In the Zen Buddhist understanding, there is no distinct past or future. Thus, to long for the past as something isolated in amber is to long for something non-existent; you never had that in the first place and you never will. You are in the present moment...

...and the present moment is not one thing or one moment, as no thing is one thing or one moment. The present moment is present moments, ripples of infinite choices that spread so far and so deep that you cannot help but point to the present moment. 

A Zen Buddhist thinks of time like the rain cycle: where the clouds are the past, the falling rain is our choices, and the ripples upon the ocean are the future, but where all is the present moment in a cycle.

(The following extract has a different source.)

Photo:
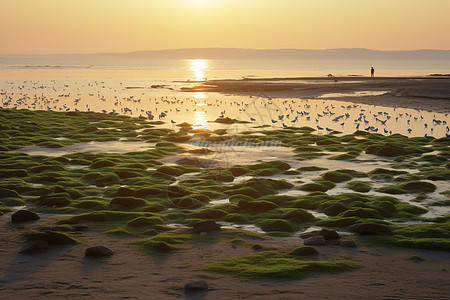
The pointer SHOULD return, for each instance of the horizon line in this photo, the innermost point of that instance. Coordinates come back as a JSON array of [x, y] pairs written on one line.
[[217, 48]]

In this way, a Zen Buddhist understands that nothing is truly gone, just the way that nothing truly is. So there is nothing to miss or lament about joys you experienced. They persist in all other things.

the Zen application

A Zen Buddhist refrains from comparing the "present" to the "past" because these are delusional conceptions of reality that lack the Buddha-like understanding of co-being.

Instead, a Zen Buddhist meditates when they are distraught, reads sutras, studies reality, and takes refuge in the Sangha (the community of Buddhist practitioners -- one of the Three Jewels discussed in the Three Jewels chapter of this book). This helps to set a Zen Buddhist straight, when they become too involved in common delusions.

It is hard to divorce oneself from the past: to quit being nostalgic and sad. Understanding reality and having confidence in the present is a powerful tool to eliminate  melancholia and existential dread, however.

All it takes is patience and a willingness to learn.